Polizeiliche Kriminalstatistik sowie Berichtswesen zur Ausländerkriminalität mit maximaler Transparenz ausgestalten – Effektivität sicherheitspolitischer

Berlin, 05. Mai 2026. Wir, die AfD-Fraktion im Deutschen Bundestag, haben einen Antrag zur Verbesserung der polizeilichen Kriminalstatistik und des Berichtswesens zur Ausländerkriminalität eingebracht, um die Transparenz zu maximieren und die Effektivität sicherheitspolitischer Maßnahmen zu steigern. Angesichts der aktuellen Debatten über Sicherheitsfragen und städtisches Erscheinungsbild halten wir es für unerlässlich, Fehlentwicklungen offen zu benennen und die Polizei sowie Sicherheitsbehörden in die Lage zu versetzen, Integrationsdefizite ohne Verharmlosung zu thematisieren. Nur mit einer unverschleierten Faktenlage können politische Entscheidungsträger rechtzeitig reagieren, weshalb wir eine detaillierte Aufschlüsselung der Herkunft von Tatverdächtigen und eine transparente Berichterstattung fordern.
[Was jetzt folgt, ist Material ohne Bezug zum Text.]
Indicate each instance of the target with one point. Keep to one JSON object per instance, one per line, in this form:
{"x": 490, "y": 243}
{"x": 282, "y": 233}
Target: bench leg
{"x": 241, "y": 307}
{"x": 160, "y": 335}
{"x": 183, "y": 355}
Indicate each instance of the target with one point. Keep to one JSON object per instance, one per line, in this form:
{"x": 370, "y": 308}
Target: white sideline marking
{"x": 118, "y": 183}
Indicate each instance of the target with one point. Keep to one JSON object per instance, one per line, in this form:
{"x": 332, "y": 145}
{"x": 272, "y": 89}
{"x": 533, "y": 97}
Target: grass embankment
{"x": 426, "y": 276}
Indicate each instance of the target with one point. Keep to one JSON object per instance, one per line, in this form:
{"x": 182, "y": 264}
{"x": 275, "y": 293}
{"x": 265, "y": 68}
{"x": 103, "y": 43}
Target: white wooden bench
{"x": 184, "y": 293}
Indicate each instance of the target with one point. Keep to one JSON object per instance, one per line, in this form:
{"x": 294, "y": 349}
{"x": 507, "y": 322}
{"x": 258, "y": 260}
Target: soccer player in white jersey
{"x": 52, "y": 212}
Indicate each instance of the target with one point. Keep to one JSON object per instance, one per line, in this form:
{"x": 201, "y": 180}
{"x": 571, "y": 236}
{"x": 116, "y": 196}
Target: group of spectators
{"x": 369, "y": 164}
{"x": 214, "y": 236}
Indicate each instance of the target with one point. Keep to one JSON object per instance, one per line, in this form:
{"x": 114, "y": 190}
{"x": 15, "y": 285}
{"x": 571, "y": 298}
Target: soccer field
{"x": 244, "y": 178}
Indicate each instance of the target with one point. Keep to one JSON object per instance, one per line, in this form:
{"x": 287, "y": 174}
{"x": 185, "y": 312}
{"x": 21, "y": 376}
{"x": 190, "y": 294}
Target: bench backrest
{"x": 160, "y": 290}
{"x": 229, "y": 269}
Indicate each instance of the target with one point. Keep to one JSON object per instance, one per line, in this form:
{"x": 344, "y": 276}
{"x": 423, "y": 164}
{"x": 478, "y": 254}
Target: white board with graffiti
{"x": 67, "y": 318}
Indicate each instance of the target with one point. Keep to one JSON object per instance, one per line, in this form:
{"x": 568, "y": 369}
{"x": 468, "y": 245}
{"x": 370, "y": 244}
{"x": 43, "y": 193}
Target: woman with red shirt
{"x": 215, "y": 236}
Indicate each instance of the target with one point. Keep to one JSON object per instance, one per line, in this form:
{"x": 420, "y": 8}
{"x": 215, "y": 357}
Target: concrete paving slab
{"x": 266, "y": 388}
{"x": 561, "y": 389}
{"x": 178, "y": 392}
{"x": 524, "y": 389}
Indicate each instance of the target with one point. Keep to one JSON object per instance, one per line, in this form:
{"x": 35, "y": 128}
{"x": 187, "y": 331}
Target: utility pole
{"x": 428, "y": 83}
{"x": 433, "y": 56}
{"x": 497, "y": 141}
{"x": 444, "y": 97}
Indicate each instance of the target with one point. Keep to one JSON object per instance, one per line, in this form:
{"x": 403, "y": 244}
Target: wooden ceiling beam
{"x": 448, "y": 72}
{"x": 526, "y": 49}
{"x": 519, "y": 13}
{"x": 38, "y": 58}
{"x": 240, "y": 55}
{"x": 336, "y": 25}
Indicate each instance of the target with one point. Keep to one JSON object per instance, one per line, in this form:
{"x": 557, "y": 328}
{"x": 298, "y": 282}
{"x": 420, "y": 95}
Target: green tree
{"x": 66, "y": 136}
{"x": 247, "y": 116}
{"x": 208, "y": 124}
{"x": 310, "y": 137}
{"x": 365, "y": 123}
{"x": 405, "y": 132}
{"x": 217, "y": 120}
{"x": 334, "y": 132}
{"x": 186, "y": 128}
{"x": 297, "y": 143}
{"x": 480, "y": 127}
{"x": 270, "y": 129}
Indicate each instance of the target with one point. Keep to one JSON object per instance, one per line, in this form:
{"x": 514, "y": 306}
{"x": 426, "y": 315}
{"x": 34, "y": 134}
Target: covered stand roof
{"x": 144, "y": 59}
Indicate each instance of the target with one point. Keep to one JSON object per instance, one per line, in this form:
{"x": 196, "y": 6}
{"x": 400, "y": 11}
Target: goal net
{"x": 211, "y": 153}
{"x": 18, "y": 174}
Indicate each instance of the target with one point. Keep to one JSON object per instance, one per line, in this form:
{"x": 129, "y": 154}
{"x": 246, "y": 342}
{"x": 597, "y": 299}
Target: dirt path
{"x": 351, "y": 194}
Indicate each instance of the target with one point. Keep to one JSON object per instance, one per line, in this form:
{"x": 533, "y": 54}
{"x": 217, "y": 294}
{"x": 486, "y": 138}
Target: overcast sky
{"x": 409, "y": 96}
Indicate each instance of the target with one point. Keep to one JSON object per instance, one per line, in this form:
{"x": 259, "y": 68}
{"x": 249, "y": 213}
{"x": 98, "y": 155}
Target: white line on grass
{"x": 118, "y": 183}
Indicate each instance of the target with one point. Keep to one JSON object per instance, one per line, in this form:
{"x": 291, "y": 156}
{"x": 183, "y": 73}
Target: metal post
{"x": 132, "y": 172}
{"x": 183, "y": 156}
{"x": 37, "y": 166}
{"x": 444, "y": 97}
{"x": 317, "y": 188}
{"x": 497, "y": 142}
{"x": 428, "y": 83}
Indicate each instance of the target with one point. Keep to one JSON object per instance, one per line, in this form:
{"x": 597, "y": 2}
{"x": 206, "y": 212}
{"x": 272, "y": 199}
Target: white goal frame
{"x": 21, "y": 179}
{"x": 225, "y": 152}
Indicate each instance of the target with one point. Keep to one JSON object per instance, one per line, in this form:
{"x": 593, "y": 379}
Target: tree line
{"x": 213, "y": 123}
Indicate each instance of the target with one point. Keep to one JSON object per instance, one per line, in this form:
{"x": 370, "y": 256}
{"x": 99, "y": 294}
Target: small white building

Die alarmierenden Zahlen der Kriminalstatistik 2025, mit einem Anteil von 40,1 Prozent ausländischen Tatverdächtigen und einem besonders hohen Anstieg bei Gewalt- und Sexualdelikten, unterstreichen die Dringlichkeit unseres Anliegens. Wir fordern die Bundesregierung auf, in Zusammenarbeit mit den Ländern einheitliche Berichtsstandards zu schaffen, die unter anderem die Tatverdächtigenbelastungszahl nach Herkunft und Geschlecht differenzieren, spezifische Kategorien wie Gruppenvergewaltigungen einführen und den Migrationshintergrund deutscher Tatverdächtiger erfassen. Unser Ziel ist es, der Bevölkerung eine fundierte Grundlage für gesellschaftliche und politische Debatten zu bieten und so die innere Sicherheit nachhaltig zu stärken, denn die Bürger haben ein Recht auf klare Informationen, um den migrationspolitischen Kurs mitzubestimmen.